Question on using STREAM to detect login failures

We use our F5 to load-balance exchange (IMAP, POP3, SMTP, ActiveSync), however since we're using SNAT, our exchange servers report login failures that associate the F5's SNAT IPs with the failing user (not helpful). We'd like to know the which user is failing logins, and from what IP.

 

The easiest solution seems to be switching to a 2-armed network, with the F5s as the gateway. However the current design is entrenched, so we can't make this change.

 

After some searching I found out about the STREAM:: irule expression, and figured I could use this to log when an email client fails authentication.

 

Thinking the workflow would work like so:

 

  1. CLIENT_CONNECTED, start STREAM and search for a specific login string (IE imap "a1 LOGIN USERNAME").
  2. once found, stash the USERNAME in a variable.
  3. SERVER_CONNECTED, stream is already enabled? so search for a specific deny message from the server.
  4. if the deny message is found, log the client::IP, USERNAME, and protocol (smtp, imap, ect) to syslog.
  5. disable the stream to ensure it stops using resources.

Questions:

 

  1. Once enabled, does STREAM search both sides (client/server) of the TCP connection?
  2. Do I need to make two STREAM::expression statements? one in CLIENT_CONNECTED and another in SERVER_CONNECTED, or should I just specify one statement with both the LOGIN and auth failure strings?
  3. Does anybody have any thoughts on doing it this way?

1 Reply

  • Hi Aplovich,

    using

    [STREAM]
    (or a manual
    [TCP::payload]
    or even
    [SSL::payload]
    parsing) as a basic IDS to detect and report login failurs should be possible and I really love this creative idea 🙂

    To shed some lights on your questions:

    1. Once enabled it will

      STREAM
      your request and responses packet wise.

    2. You could use a single expression for both sides.

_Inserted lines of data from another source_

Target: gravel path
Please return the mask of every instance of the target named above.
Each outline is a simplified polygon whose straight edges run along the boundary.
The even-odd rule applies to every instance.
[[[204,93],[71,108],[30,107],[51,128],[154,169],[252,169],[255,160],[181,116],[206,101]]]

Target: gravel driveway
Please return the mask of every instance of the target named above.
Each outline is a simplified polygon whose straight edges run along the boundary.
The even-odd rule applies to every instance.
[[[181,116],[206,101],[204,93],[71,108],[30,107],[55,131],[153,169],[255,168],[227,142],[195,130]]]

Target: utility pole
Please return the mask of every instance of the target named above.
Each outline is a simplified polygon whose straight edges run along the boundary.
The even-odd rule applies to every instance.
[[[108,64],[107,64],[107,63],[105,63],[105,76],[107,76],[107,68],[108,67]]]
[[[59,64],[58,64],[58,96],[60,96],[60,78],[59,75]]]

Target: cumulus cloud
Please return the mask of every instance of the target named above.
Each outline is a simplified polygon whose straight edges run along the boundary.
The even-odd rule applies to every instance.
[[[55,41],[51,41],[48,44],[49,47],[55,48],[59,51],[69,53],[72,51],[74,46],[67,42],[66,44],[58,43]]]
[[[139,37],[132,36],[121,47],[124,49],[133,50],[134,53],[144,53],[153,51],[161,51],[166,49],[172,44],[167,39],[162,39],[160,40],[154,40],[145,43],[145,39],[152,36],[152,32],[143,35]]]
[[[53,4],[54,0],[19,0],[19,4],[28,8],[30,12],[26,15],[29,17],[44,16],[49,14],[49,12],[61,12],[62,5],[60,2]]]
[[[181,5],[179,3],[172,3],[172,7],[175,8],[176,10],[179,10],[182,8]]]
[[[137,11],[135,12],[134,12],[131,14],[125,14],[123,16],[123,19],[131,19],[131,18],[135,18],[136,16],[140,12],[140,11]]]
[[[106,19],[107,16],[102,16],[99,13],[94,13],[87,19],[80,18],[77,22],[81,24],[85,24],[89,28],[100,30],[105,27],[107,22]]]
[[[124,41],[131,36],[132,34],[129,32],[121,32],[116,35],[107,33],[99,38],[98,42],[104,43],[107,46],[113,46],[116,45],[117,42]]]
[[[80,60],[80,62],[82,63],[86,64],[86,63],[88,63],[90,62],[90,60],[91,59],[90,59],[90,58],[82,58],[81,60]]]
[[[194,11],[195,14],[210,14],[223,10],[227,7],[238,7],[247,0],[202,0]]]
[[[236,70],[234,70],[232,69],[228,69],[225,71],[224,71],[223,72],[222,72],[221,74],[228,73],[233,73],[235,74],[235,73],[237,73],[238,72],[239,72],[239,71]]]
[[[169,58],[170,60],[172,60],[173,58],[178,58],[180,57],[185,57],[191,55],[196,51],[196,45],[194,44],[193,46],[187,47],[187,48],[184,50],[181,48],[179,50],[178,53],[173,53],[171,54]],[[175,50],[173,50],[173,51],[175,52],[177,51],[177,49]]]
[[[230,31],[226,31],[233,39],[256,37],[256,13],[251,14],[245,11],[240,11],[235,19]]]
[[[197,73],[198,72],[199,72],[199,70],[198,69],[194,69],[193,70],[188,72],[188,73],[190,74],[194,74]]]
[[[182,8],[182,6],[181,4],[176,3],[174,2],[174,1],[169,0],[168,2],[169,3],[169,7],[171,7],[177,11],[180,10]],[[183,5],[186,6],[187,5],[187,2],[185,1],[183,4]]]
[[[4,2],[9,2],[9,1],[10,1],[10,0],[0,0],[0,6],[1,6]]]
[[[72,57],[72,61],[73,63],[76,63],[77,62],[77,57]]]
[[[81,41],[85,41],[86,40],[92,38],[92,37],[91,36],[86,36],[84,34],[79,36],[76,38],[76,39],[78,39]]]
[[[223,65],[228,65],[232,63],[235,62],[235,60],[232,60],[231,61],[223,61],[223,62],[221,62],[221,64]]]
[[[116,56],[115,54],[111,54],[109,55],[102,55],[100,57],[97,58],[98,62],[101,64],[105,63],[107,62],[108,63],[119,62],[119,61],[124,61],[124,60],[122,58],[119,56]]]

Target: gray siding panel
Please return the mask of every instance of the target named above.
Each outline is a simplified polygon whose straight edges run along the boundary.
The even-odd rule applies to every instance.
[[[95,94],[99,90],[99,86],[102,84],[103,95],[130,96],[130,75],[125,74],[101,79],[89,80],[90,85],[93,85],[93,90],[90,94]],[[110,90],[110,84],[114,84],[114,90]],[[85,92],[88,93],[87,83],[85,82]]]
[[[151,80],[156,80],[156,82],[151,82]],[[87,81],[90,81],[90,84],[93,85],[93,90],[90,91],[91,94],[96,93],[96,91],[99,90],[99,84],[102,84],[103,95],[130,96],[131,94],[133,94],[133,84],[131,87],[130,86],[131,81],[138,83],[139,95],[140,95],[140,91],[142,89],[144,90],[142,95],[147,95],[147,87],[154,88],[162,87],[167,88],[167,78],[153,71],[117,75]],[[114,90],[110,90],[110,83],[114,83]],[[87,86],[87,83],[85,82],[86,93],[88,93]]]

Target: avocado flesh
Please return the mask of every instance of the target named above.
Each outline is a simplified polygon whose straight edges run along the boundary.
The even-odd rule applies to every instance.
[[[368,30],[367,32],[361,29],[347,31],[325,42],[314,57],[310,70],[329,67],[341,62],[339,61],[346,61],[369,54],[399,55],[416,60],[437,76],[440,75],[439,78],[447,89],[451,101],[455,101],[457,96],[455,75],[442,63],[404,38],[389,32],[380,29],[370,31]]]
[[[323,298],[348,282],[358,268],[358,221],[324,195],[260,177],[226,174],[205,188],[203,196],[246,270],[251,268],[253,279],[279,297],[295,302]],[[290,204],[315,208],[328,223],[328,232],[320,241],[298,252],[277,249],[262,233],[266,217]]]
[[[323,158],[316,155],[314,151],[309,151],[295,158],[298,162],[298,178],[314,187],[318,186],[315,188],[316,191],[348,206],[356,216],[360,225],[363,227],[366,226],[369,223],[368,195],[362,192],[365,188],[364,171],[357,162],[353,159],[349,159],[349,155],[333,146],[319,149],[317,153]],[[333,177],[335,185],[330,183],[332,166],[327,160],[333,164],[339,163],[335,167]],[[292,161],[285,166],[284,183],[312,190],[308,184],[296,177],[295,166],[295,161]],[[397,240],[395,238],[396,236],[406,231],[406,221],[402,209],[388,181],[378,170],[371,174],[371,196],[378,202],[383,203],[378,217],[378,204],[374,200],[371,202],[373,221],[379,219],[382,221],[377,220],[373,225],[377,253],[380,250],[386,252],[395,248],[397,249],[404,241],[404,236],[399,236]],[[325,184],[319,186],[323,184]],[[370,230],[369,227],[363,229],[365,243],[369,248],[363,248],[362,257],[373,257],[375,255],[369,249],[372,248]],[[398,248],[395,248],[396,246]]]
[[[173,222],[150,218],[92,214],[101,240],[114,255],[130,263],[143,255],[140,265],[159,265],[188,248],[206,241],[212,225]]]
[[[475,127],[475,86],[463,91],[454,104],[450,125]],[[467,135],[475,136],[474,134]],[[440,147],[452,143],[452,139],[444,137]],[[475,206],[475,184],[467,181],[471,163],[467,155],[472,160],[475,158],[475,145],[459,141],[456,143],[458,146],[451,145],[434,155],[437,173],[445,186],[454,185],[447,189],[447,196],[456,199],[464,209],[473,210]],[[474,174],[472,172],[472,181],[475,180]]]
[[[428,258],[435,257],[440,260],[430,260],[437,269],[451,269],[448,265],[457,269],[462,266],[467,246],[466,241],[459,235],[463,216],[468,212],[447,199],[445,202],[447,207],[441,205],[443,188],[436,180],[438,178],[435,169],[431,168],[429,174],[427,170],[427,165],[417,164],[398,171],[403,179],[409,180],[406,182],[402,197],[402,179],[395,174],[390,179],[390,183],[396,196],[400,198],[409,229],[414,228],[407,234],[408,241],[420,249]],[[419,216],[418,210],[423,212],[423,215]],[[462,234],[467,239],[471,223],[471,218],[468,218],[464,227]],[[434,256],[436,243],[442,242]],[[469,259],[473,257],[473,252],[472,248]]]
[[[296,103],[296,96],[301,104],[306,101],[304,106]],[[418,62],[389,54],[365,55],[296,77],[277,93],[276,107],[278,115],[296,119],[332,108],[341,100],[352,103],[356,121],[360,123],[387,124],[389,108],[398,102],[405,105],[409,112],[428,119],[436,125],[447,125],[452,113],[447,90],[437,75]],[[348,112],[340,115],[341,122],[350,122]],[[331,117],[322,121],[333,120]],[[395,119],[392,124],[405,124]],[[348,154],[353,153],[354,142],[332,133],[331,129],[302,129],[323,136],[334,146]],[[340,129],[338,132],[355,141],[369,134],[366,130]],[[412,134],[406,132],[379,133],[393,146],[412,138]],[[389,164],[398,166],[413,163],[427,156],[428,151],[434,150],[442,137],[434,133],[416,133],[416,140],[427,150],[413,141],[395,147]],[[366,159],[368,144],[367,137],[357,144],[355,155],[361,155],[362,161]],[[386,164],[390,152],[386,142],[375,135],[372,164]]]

Using two independent expressions would require you to trigger the

      CLIENT_DATA
      and
      SERVER_DATA
      events to flip the search patterns, since a flip would be required for each single inbound/outbound TCP packet and not just for the initial connection establishment.

    3. I have a lots of additional thoughts for you...

    a.) Active Sync is HTTP and supports

    X-Forwarded-For
    headers. There is no need for
    [STREAM]
    .

    b.) SMTP uses HELO/EHLO commands to exchange freetext at the beginning of the conversation. You could embeded the orig_ip into this packet exchange and use your SMTP logfiles to identify the source IP.

    c.) IMAP and POP3 will most likely use a transport layer security. You have to deploy SSL Profiles to be able to MitM the conversation.

    d.) Fragmentation of the protocol conversation will bypass your

    [STREAM::expression]
    . (e.g. TCP-Nagle will fragment (TCP-PUSH) a conversation if a delay of >250ms between independent chars is detected.) To make the detection more robust, you will need to buffer and defragment the user input on each of its
    CRLF
    sequences using the
    CLIENT_DATA
    event (e.g.
    [TCP::collect]
    /
    [SSL::collect]
    with conditional
    [TCP::release]
    /
    [SSL::release]
    ).

    e.) If d.) is going to be implemented. Then it will be more effective to skip the

    [STREAM]
    approach and just use
    [string]
    ,
    [getfield]
    ,
    [findstr]
    and
    [substr]
    commands to parse the usernames.